Weltweit sind ca. 40.000 Patienten mit einer Hirnschrittmachertherapie (Tiefe Hirnstimulation) behandelt worden. Im deutschen Sprachraum umfasst die Zahl derzeit ca. 4.000 Patienten. Die Versorgung dieser Patienten ist wie bei jeder neuen Therapieeinführung verbesserungswürdig. In diesem Rahmen könnte eine zentral geführte Datenbank, über die die behandelnden Ärzte ihre Patienten inklusive Stimulationseinstellungen eingeben könnten, von großer Hilfe sein. Als Grundgerüst für die Datenbank kann eine von der Charité entwickelte Datenbank dienen, die derzeit entsprechend modifiziert wird. Darüber hinaus wurde ein vorläufiges Konzept entwickelt, das zwei Ebenen vorsieht:

  1. In einer klinisch-patientenorientierten Stufe soll der Patient mit seinem Code oder Gesundheitspass Ärzte bevollmächtigen können, auf seine Daten in der Datenbank zuzugreifen und zu ändern. Dieser Gesichtspunkt ist juristisch-datenrechtlich unproblematisch.
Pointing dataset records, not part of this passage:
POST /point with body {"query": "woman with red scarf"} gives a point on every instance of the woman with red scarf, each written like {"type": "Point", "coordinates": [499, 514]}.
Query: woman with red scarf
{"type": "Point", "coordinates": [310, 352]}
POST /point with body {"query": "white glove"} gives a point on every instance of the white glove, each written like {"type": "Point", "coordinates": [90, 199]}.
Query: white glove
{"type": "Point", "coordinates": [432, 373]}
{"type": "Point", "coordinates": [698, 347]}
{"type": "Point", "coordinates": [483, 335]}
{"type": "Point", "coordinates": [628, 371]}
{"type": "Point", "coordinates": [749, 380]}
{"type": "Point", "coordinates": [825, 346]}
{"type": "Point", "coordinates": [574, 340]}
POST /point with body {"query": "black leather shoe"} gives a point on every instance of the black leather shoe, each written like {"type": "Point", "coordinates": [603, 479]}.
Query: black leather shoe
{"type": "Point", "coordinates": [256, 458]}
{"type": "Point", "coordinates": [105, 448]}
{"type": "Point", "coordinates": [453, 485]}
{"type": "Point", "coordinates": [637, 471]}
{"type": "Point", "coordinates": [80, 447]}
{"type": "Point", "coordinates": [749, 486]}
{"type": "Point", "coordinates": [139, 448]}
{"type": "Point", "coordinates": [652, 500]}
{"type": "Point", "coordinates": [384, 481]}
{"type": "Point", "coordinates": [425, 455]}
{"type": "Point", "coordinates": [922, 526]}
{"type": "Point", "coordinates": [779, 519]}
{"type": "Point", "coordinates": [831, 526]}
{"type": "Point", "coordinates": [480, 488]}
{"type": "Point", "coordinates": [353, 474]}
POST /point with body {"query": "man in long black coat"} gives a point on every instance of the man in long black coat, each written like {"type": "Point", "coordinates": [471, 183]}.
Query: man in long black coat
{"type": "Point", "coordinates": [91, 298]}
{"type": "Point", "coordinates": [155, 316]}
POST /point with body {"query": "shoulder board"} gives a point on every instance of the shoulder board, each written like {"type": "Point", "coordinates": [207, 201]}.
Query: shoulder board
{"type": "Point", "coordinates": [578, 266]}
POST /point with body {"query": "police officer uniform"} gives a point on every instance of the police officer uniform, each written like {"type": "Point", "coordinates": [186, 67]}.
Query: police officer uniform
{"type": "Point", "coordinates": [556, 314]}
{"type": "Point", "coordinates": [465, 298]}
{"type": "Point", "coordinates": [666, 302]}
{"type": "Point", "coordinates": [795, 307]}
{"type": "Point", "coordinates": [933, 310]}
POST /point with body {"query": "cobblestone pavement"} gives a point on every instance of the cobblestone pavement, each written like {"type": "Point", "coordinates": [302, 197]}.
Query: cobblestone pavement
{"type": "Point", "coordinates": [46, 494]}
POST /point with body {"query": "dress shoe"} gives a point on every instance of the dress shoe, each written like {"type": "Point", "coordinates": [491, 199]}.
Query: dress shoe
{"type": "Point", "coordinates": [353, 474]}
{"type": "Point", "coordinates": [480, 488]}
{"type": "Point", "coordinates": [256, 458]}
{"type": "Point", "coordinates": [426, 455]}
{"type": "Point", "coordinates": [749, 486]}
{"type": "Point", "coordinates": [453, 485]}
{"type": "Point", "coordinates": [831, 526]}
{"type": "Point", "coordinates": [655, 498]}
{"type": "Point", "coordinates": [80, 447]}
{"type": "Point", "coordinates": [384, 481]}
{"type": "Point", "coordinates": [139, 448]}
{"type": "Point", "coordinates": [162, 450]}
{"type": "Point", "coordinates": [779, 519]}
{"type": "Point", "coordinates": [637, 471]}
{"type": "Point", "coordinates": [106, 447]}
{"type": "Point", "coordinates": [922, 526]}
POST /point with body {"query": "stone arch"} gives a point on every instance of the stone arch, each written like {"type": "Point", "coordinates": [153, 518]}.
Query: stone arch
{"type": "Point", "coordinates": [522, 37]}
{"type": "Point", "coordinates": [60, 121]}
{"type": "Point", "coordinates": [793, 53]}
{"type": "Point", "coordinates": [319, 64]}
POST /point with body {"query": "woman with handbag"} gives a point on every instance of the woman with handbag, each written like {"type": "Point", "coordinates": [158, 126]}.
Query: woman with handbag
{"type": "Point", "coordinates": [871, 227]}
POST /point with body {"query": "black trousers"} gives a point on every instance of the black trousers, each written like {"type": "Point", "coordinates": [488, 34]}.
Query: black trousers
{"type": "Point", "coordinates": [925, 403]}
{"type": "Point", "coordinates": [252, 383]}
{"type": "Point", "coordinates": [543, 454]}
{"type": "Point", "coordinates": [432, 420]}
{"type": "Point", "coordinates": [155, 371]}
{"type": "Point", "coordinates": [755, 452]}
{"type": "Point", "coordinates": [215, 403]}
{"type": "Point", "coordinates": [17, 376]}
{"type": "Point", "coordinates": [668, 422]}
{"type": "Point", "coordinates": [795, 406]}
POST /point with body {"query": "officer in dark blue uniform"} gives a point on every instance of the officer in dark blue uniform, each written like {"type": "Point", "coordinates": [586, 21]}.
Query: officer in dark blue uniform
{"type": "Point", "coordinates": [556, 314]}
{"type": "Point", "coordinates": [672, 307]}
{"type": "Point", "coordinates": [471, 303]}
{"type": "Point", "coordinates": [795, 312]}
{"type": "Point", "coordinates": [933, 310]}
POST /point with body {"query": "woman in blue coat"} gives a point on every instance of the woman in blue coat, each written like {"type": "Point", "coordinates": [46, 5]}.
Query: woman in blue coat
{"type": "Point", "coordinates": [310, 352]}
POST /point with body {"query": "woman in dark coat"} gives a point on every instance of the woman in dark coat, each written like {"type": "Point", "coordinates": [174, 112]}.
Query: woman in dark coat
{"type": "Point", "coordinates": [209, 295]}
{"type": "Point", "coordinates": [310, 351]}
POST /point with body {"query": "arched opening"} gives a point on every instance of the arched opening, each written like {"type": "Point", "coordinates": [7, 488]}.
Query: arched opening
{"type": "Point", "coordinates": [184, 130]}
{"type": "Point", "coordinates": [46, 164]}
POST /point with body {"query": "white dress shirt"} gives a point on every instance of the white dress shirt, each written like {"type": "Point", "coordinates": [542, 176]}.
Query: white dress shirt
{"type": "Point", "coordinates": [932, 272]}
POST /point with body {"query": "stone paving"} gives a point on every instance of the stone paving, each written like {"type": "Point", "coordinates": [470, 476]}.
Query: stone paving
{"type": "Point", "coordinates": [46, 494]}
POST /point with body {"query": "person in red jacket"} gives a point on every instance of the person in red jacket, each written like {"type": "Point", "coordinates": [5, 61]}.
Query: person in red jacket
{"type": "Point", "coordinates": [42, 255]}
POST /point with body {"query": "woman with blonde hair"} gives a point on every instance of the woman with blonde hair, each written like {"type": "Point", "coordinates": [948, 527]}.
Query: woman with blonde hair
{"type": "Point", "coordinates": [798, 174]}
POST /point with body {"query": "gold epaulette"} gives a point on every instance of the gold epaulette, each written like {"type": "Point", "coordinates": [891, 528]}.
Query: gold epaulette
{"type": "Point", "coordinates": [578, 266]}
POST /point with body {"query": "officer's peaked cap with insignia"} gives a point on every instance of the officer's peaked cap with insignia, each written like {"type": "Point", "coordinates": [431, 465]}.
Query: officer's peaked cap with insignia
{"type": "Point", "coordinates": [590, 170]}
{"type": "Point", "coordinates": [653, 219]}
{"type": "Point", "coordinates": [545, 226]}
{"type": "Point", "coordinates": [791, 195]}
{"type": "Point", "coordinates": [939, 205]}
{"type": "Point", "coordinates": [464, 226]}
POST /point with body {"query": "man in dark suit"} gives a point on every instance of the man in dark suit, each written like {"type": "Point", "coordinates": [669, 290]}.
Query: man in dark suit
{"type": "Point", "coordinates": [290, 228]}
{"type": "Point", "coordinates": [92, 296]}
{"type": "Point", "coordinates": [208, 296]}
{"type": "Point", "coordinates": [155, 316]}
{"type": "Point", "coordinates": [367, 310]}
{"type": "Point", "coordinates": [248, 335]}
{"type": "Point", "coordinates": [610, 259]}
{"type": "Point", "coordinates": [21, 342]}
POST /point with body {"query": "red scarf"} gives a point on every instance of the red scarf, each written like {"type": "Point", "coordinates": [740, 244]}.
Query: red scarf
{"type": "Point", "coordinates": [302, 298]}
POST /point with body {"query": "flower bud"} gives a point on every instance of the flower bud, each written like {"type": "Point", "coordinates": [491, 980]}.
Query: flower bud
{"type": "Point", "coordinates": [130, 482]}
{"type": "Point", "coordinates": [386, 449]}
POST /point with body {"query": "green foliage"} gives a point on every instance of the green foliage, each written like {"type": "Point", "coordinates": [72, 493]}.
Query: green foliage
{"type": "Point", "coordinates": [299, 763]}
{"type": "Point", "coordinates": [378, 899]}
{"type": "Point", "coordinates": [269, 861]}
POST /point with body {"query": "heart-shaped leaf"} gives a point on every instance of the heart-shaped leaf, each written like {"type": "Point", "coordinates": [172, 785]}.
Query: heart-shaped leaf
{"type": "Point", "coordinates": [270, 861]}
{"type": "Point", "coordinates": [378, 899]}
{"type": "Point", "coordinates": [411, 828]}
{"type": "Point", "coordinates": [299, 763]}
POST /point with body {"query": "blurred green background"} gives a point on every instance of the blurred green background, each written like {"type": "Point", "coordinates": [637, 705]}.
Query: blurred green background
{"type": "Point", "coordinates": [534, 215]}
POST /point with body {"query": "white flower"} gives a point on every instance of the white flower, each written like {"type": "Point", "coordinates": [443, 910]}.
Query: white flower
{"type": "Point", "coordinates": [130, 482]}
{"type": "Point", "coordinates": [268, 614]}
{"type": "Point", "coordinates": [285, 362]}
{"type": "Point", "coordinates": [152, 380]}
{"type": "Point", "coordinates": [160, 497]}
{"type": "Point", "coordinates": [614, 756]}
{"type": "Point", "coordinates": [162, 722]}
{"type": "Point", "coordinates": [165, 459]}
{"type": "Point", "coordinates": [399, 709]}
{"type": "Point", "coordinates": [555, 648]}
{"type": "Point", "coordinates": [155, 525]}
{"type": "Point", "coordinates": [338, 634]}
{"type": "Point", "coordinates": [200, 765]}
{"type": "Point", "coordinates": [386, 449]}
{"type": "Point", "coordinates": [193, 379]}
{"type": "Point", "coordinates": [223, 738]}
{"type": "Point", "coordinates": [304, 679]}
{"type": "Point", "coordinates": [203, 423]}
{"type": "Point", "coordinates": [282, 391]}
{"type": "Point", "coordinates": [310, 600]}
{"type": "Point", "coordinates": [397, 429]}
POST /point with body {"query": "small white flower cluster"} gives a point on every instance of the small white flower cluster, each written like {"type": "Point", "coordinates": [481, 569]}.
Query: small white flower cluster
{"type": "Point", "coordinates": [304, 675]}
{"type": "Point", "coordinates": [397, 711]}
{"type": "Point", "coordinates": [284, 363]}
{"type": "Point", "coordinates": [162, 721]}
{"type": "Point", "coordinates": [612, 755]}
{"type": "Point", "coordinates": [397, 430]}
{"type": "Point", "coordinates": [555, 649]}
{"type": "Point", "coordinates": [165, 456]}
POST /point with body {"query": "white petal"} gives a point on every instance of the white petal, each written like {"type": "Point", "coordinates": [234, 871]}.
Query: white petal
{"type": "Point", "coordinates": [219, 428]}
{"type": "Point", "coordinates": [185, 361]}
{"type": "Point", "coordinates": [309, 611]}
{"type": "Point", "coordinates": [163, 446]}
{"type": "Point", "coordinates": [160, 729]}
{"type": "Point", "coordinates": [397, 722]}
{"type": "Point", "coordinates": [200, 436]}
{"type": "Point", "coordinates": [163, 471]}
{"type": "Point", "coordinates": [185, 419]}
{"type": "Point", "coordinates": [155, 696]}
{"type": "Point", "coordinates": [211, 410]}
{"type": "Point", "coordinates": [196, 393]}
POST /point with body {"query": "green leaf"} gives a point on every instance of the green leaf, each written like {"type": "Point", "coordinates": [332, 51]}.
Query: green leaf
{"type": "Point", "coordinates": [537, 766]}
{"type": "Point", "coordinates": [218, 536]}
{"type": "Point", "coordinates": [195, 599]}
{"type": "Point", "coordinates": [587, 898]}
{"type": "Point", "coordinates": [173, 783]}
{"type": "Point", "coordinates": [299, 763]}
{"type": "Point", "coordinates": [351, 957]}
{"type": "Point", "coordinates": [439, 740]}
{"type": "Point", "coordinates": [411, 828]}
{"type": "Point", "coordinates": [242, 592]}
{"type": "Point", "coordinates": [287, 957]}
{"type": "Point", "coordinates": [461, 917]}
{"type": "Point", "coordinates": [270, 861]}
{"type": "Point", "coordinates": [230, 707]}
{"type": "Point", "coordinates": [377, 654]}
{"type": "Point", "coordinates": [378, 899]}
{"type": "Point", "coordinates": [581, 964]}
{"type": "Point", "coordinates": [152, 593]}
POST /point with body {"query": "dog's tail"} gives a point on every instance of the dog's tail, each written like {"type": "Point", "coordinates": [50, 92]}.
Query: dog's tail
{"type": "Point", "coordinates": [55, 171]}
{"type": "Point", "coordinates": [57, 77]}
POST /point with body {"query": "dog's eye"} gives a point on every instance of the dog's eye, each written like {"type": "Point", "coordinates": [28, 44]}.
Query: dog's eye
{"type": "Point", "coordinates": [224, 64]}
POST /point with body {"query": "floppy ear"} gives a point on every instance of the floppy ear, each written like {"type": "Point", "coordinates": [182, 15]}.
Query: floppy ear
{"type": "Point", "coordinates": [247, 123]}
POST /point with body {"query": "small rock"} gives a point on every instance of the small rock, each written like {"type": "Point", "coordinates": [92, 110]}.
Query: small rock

  2. Die zweite Ebene ist juristisch komplizierter und betrifft die wissenschaftliche Nutzung dieser Datenbank. Hierfür muss ein Treuhänder bestellt sowie eine Satzung erarbeitet werden. Dafür bietet sich der Verein AG Tiefe Hirnstimulation an. Die rechtlichen Voraussetzungen werden derzeit juristisch geprüft.

Es ist vorgesehen, Mittel für die Etablierung und Wartung der Datenbank bei öffentlichen Drittmittelgebern einzuwerben und eine Einbindung in die sogenannte Integrierte Versorgung zu prüfen.